И вообще при чтении некоторых сочинений, традиционно приписываемых Абу-Насру аль-Фараби, возникает мысль, что их автором с одинаковым или даже большим правом можно было бы назвать Ибн-Сину. Так, приписываемый аль-Фараби трактат «Жемчужины премудростей» по содержанию частично совпадает с сочинением «О человеческих силах и их восприятиях», автором которого считается Абу-Али. Трактат «Существо вопросов» («Уйун аль-масаиль»), также приписываемый аль-Фараби, по своим идеям ближе к творчеству Абу-Али, чем Абу-Насра, и к тому же сочинение под этим названием наряду со сходным по заглавию трудом «Существо философии» («Уйун аль-хикма») упоминается среди произведений Ибн-Сины, перечисляемых в одном из рукописных вариантов указанной выше анонимной библиографии Абу-Али. Наконец, существуют две работы, приписываемые одна — Абу-Насру, другая — Абу-Али, под одинаковым названием «Объяснения» («ат-Тааликат»), из коих та, что приписывается аль-Фараби, выглядит как сборник извлечений из «Объяснений» Ибн-Сины.

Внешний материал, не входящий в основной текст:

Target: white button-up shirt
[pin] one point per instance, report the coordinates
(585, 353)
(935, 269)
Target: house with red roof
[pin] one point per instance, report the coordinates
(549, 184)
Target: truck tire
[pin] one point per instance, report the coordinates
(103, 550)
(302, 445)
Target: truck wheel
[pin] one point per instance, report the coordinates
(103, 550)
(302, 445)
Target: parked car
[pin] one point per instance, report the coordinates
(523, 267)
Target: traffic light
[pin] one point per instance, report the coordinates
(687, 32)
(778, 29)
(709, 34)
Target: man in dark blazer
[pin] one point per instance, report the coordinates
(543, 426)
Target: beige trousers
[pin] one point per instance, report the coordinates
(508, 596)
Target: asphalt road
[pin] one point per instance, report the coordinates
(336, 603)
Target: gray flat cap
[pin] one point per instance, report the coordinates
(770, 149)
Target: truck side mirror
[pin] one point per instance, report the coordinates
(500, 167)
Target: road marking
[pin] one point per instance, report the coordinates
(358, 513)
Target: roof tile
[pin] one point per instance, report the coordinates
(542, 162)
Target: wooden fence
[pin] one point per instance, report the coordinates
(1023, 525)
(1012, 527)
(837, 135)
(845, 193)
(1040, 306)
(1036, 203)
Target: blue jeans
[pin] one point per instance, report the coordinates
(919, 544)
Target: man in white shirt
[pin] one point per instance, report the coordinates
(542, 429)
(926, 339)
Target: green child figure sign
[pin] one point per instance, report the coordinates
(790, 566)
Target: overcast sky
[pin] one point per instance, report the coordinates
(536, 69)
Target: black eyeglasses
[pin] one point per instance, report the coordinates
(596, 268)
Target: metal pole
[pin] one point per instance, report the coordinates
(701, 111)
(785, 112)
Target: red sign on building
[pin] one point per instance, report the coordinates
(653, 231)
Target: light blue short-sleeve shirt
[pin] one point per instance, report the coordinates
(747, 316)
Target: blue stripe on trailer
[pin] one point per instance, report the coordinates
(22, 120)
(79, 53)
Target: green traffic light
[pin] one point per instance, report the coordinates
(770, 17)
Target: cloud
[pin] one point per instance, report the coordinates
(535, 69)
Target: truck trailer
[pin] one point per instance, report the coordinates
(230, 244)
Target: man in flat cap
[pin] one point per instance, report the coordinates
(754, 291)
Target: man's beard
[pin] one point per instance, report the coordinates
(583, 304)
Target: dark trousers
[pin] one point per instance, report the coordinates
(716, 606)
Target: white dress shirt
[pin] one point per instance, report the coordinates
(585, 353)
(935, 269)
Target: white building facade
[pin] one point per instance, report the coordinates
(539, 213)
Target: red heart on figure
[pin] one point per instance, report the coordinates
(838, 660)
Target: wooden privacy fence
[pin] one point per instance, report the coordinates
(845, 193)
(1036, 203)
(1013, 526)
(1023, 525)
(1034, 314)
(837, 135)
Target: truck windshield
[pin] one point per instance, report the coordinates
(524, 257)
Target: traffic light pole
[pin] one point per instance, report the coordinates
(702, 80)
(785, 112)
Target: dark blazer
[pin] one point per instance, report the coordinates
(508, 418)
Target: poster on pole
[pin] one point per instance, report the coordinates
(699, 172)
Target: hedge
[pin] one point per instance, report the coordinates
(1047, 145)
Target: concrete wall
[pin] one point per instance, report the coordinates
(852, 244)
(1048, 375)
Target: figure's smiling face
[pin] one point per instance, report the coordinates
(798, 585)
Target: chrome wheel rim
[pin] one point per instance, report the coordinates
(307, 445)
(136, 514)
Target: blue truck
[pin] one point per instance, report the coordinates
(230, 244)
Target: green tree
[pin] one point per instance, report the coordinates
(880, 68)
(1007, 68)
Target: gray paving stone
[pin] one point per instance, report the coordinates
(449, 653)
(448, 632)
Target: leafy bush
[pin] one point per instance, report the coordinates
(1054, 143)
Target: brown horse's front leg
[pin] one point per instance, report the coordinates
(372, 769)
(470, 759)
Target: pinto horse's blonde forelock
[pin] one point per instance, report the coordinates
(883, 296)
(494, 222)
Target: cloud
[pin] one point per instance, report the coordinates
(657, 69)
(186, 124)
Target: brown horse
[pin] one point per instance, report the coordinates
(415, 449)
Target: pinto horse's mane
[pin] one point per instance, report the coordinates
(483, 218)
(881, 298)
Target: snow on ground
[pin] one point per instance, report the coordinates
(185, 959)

Все это, разумеется, требует дальнейших текстологических исследований. Но перечисленные факты уже сами по себе свидетельствуют о глубоком родстве и преемственности, которые связывают двух великих мыслителей и в силу которых их иногда называют «двумя. аль-Фараби».
«Два аль-Фараби»
Биография аш-Шейха ар-Раиса так или иначе связана с крупнейшими идейными течениями, которые мы называли выше «еретическими». Этот термин берется в кавычки здесь потому, что в мусульманском мире не было явления, соотносимого с обозначаемым им феноменом, не было ортодоксии в том смысле, в каком это слово понималось в христианстве. Данный факт парадоксален: халиф, наместник божий на земле, воплощал, казалось бы, нерасчленимое единство светской и духовной власти, а это должно была бы предполагать безраздельное господство в мусульманском мире теократического принципа и, следовательно, жесткой ортодоксии. Но, как было доказано еще известным русским востоковедом В. В. Бартольдом, упомянутый принцип потерял свой реальный смысл уже к середине Х в., когда багдадским халифам пришлось оставить за собой лишь религиозную власть, а прочие прерогативы уступить эмирам и султанам. Религии, таким образом, отводилась в халифате такая же роль, какую она выполняла и в христианских государствах, но с одной существенной разницей: ислам не знал ни организованной церкви, ни, стало быть, иерархизированного духовенства, ни церковных соборов, которые, в частности, могли бы выносить по спорным мировоззренческим вопросам решения, подлежащие неукоснительному выполнению членами общины.
Данное обстоятельство открывало возможность для юридического обоснования права каждого мусульманина толковать те места в Коране, которые касаются общемировоззренческих вопросов, в приемлемом, с его точки зрения, смысле при условии, если его толкования не расходятся с буквой Писания. Поскольку же именно в области данных вопросов священные тексты носят чаще всего метафорический и концептуально противоречивый характер, здесь открывался простор для многообразных проявлений вольнодумства, вплоть до граничивших с атеизмом. Остановить поток свободомыслия можно было только запрещением вообще заниматься иносказательным толкованием священных текстов, что и делали крайние догматики-буквалисты («хашвийя»), но попытки наложения подобного рода запретов наталкивались на возражения со стороны их противников, ссылавшихся на то, что Коран при «правильном» его понимании не только не возбраняет, но и побуждает интерпретировать откровение в соответствии с требованиями разума. Другое дело, что указанное право, как показывает история свободомыслия в исламе, за редкими исключениями оставалось практически нереализуемым и иллюзорным.